Grundsätzlich treten wir als SPD für die Selbstbstimmung, Selbstentfaltung und Emanzipation des Individuums ein - und dieser Grundsatz umfaßt gerade auch Frauen. Wir sind nicht der Ansicht, dass die naturgegebene Rolle der Frau allein in Kindererziehungsaufgaben besteht, sondern wollen Frauen die Möglichkeit eröffnen, ihr Leben nach Ihren eigenen Vorstellungen zu entwerfen - mit oder ohne Mann, mit oder ohne Kind. Das Klischee einer Alternative zwischen treusorgender Mutter auf der einen Seite und karrieresüchtiger, kinderloser Emanze auf der anderen Seite habe ich seit vielen Jahren -.wenn nicht schon Jahrzehnten - überwunden geglaubt. Entscheidend in einer modernen Gesellschaft ist die finanziell und rechtlich abgesicherte Möglickeit zwischen unterschiedlichen Lebensentwürfen frei entscheiden zu können.

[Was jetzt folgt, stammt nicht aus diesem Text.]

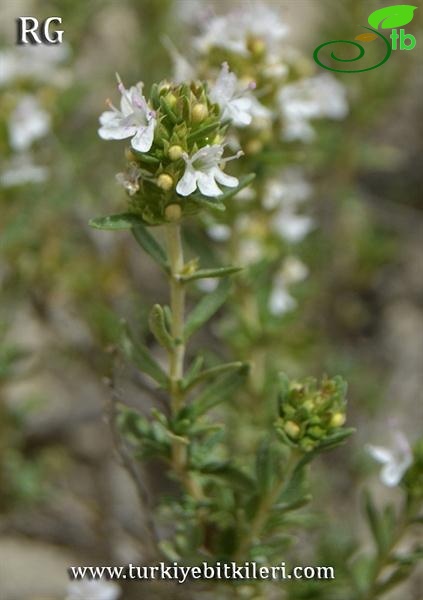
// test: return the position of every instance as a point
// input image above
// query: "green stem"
(266, 503)
(177, 355)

Im übrigen: Zum Selbstbestimmungsrecht der Frau zählt auch die politisch gewollte und rechtlich bestätigte Ausgestaltung des § 218. Die reißerischen Beispiele, die Sie anführen, um die Abtreibungsthematik generell in eine bestimmte Ecke zu stellen, halte ich für unangemessen und ich möchte auch nicht näher darauf eingehen.